What I’ve discovered later in my business career is that although I may not be intuitive, I have experienced a lot — both good and bad — and I’ve tried to learn from these situations. As I reflected on the subject, I recalled a February 2001 Harvard Business Review article entitled “When to Trust Your Gut,” written by Alden M. Hayashi. The reason I remembered the article is that the author highlights a story about Bob Lutz, who at the time was a member of the Lee Iacocca Chrysler Dream Team, and who many consider to be one of the greatest auto executives of all time. I won’t spoil the article, but it details Lutz’s conceptualizing and then launching the very successful Dodge Viper with no market research, just his gut instinct, to support him. The article quotes Herbert Simon, of Carnegie Mellon, who came to the conclusion that experience enables people to “chunk” information so they can store and retrieve it easily.
In a November 16, 2017, article in Psychology Today, titled “When Should You Trust Your Gut? Here’s What the Science Says,” Al Pittampalli states, “In order to trust our intuition, we need to have had enough practice. Our intuitions are only as good as the database of patterns that we draw them from.
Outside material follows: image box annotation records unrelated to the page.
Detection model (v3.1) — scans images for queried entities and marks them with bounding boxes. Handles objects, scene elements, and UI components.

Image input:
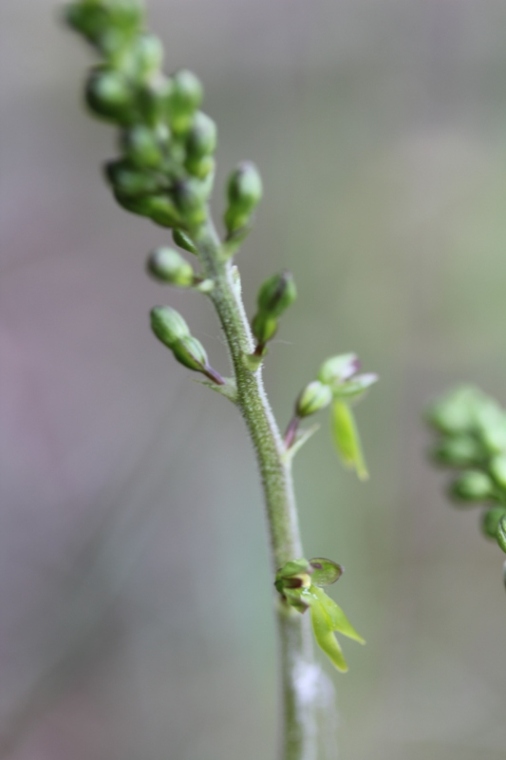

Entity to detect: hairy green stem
[194,221,320,760]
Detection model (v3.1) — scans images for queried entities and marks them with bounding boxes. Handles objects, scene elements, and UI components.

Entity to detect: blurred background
[0,0,506,760]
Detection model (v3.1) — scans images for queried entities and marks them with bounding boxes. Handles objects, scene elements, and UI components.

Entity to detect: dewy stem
[193,220,320,760]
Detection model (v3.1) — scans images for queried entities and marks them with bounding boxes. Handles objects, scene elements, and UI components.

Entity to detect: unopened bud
[137,71,174,124]
[65,0,144,52]
[318,354,360,385]
[225,161,263,233]
[427,386,483,435]
[450,470,493,502]
[121,124,163,169]
[132,34,164,76]
[257,272,297,317]
[295,380,332,417]
[186,111,218,158]
[105,160,160,198]
[150,306,190,348]
[251,312,278,346]
[169,69,204,135]
[481,506,506,538]
[174,179,206,226]
[309,557,344,586]
[147,247,195,288]
[86,68,134,124]
[144,194,181,227]
[431,435,482,467]
[170,335,209,374]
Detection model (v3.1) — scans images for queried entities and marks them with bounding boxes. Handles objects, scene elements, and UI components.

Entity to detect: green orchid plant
[426,385,506,585]
[65,0,377,760]
[274,557,365,673]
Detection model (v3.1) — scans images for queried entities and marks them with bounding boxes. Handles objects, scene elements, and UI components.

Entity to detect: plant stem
[193,220,320,760]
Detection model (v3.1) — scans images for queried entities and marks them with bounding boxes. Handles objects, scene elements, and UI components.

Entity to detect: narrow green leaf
[331,399,369,480]
[309,586,365,644]
[304,595,348,673]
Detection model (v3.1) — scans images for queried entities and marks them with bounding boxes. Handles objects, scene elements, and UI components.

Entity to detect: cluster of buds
[427,386,506,553]
[151,306,225,385]
[66,0,216,231]
[274,557,365,672]
[285,354,378,480]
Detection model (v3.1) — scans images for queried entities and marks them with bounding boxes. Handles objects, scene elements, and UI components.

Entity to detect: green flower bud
[151,306,222,385]
[489,454,506,489]
[121,124,164,169]
[318,354,360,385]
[450,470,493,502]
[257,272,297,317]
[225,161,263,234]
[172,229,197,255]
[137,71,173,126]
[147,247,195,288]
[431,435,482,467]
[64,0,144,55]
[481,420,506,454]
[174,179,206,226]
[143,195,181,227]
[114,190,181,227]
[496,516,506,552]
[251,312,278,346]
[150,306,190,348]
[86,67,135,124]
[105,160,160,198]
[170,335,209,374]
[64,2,107,44]
[309,557,344,586]
[186,111,218,158]
[427,386,484,435]
[481,506,506,538]
[169,69,204,135]
[295,380,332,417]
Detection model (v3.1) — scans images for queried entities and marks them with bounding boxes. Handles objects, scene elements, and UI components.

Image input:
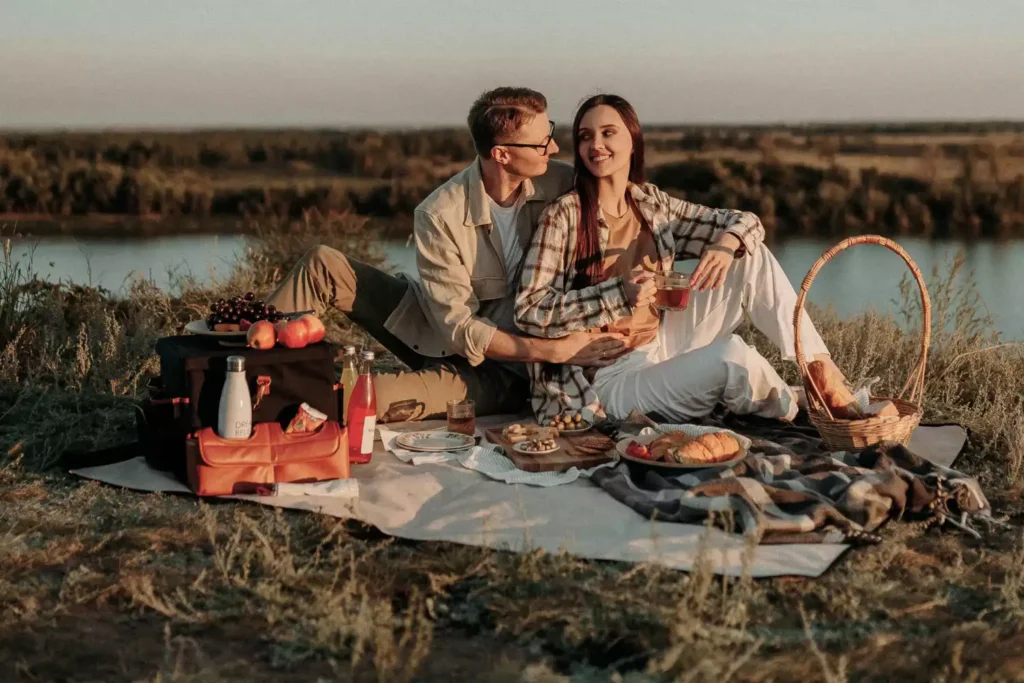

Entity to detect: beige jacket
[384,159,572,366]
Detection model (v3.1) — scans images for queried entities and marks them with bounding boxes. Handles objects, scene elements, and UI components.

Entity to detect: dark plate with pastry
[615,430,746,476]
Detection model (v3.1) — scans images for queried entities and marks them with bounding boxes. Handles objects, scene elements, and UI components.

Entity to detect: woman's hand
[690,232,740,292]
[623,270,657,310]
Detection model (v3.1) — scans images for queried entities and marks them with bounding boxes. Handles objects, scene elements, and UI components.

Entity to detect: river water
[11,234,1024,339]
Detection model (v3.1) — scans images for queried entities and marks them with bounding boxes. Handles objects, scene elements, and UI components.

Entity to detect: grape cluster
[206,292,286,330]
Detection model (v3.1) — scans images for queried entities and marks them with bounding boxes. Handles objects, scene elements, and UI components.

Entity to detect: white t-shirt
[487,197,522,292]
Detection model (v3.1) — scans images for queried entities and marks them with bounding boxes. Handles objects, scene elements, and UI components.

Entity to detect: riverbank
[6,218,1024,683]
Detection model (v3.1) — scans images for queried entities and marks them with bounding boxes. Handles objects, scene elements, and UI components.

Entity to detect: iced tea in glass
[654,271,690,310]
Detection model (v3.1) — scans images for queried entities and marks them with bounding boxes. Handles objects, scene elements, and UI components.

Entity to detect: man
[267,87,625,422]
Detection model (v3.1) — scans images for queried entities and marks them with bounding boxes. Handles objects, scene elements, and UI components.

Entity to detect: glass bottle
[348,351,377,463]
[341,345,359,425]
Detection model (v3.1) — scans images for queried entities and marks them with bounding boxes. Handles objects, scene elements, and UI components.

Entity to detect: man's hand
[690,232,740,292]
[552,332,630,368]
[623,270,657,310]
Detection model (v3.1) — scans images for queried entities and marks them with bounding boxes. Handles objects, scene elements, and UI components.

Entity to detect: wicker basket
[793,234,932,451]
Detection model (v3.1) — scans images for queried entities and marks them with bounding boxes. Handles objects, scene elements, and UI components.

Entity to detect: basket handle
[793,234,932,420]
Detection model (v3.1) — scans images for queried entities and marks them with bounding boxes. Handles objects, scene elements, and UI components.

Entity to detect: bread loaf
[864,400,899,418]
[672,439,715,464]
[649,432,693,462]
[807,360,864,420]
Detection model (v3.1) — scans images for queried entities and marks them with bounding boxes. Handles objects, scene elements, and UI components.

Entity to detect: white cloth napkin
[273,479,359,498]
[378,427,614,486]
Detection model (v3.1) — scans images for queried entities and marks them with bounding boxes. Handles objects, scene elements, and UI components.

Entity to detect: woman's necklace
[601,202,630,218]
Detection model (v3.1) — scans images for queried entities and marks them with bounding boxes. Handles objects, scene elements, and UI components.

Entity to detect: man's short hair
[467,86,548,159]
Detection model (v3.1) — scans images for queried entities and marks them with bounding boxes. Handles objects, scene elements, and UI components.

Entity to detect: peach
[299,313,327,344]
[275,321,309,348]
[246,321,276,351]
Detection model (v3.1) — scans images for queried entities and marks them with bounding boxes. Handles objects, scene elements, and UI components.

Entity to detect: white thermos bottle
[217,355,253,438]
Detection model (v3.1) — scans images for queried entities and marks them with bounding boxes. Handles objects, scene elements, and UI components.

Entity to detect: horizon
[0,0,1024,131]
[6,117,1024,135]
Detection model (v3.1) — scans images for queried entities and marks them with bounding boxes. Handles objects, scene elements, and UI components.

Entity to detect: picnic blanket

So we need to have had sufficient experience noticing and revising patterns in order to have built up a database that is both robust and refined.”
In the HBR article, the author says, “Executives like Lutz and Eisner (former Disney CEO) will be the first to admit that their instincts are often plain wrong. Don’t fall in love with your decisions. They warn against overconfidence, and they suggest routinely soliciting the opinions of others when faced with tough choices.”
So, here is my advice to “seasoned leaders,” based on my own experience and my observations of some awesome leaders:
- Don’t ignore your gut, especially if it’s related to a subject you know really well.
- Make sure you aren’t emotionally too close to or attached to the subject.
- Seek the counsel of others.
- Listen carefully; try to understand their views and the bases of their opinions.
- Don’t ignore your gut!
p.s. If you’re just beginning your career, be careful — unless you’re Steve Jobs, Elon Musk, Thomas Edison, or Herb Kelleher of Southwest Airlines.